Even the Hired Help Was Waited On

A STRAY news item tells me a museum about dogs has been installed in the renovated servants' quarters of a former farmstead just outside Berlin. As the recognized authority on former Yankee farmsteads, I shall comment on this Teutonic adaptation - without any wisecracks about going to the dogs. We, on the ancient New England rocky acres, did not have servants except in the whimsicalities of the ancestors, said whimsicalities being unlikely to find rapport with modern-day suburbanites of Berlin.

Grandmother, for instance, would sit at the dinner table in complete exhaustion after having prepared the menu for a family of 10 - home-grown pork chops, mashed potatoes, fresh bread, creamed carrots, beets, squash, green beans, turnip, pickles (sweet and sour), conserve, stewed onions, tomatoes, cucumbers, apple dumplings with maple syrup, applesauce, apple tarts, apple jelly, mince pie, and cry-baby cookies. Grandmother took some happy composure from hearing her family eat, so she would dawdle with he r plate knowing her destiny was secure and she was earning her keep and appreciated. When the hired girl (who always sat at table) asked for more potatoes, Grandmother would rouse and serve her.

Then, ha-ha-ha, Grandfather would wipe his sated lips with his big, blue bandanna and jollify the congregation by saying, "That was good! Now, call in the servants to do the dishes!"

Grandmother always got a smile out of that, and after she finished the dishes she would begin to prepare supper.

I suppose no Prussian Torfbauer is going to believe that our hired girl sat at table with us - or the hired man. Or that Grandmother cooked for them, too. Servants' quarters? We didn't have butler and upstairs maids, coachmen and game keepers. We had, instead, three kinds of nonfamily assistance that lived with us.

First, state children. Not every family took them; they were wards of the state and a family had to pass inspection before getting any. The government paid, but not much, for their board and room and "instruction." They were expected to appreciate their good fortune and help with small chores. It was the way things were.
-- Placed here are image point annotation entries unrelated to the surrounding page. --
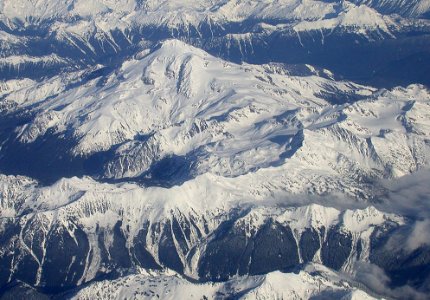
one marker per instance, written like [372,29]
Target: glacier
[214,149]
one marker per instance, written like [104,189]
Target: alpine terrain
[214,149]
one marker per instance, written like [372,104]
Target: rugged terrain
[242,149]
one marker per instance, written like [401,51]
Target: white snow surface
[276,285]
[266,130]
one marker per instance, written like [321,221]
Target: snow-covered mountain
[413,8]
[306,284]
[214,149]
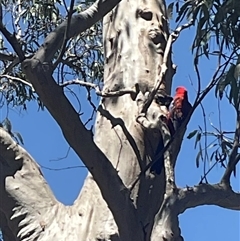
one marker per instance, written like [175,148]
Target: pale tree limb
[16,79]
[20,195]
[81,140]
[108,93]
[206,194]
[79,23]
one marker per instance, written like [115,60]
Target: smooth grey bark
[111,205]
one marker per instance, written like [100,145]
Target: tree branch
[81,140]
[206,194]
[79,23]
[16,79]
[163,68]
[19,194]
[108,93]
[234,156]
[11,38]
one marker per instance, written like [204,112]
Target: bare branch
[62,51]
[98,91]
[7,57]
[76,134]
[16,79]
[206,194]
[19,193]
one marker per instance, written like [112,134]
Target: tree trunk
[135,35]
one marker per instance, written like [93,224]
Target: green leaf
[8,126]
[170,10]
[199,155]
[192,134]
[19,137]
[198,138]
[183,11]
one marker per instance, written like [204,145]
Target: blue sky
[44,141]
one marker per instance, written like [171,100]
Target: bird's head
[181,91]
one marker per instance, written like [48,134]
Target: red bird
[180,107]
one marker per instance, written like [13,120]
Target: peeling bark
[120,199]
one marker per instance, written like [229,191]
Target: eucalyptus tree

The saying in our town was that nobody but a fool would work for Grandfather, so we had a succession of odd-hired men who had the "back room" under the shed eaves. It was a good room, but as each hired man did his own tidying it usually needed a woman's thorough "swamping out" between occupants who came and went.

When we had a hired girl, she got the spare chamber over the pantry. Grandmother cooked for both, and to some extent, waited on both of them. The old farm wasn't much like those British films on the public TV, where the housekeeper has her own sitting room.

As with hired men, who came and went as Grandfather did or did not cotton to them, the hired girls had their difficulties with Grandmother. She could offend in a well-meaning way. "Oh, no, no! Lucy!" she'd say. "Not like that. Here, look!" And she'd wipe a cream pan which Lucy had just wiped, keeping Lucy steamed up until one morning Lucy would be gone.

But while there, the current Lucy was expected to dress the children, feed the cat, peel potatoes, wipe the mudroom, and "make herself useful" about the kitchen. She should swat flies and water the geraniums.

Now and then a Lucy would be a gem, and my father told of one that helped him enormously with his trigonometry and his Latin.

But some were like Mildred Potts, who couldn't read and used to guess at what the notes said when Grandmother left instructions on the kitchen blackboard.

All was subject to Grandfather's running comments about the servants. "Now," he'd say, "I've made arrangements to let the butler and the cook and the maid have the evening off, so you kids stir your stumps and clear things away!" The maid and the cook meant Grandmother, pretty much, and the butler would have to be Soliloquy-Buster Freeland of Peppermint Corner, who talked to himself and had come for a week to shear sheep. He got 10 cents a clip. Grandmother would sometimes say, "Oh, it's no bother - I'd just as soon do it myself."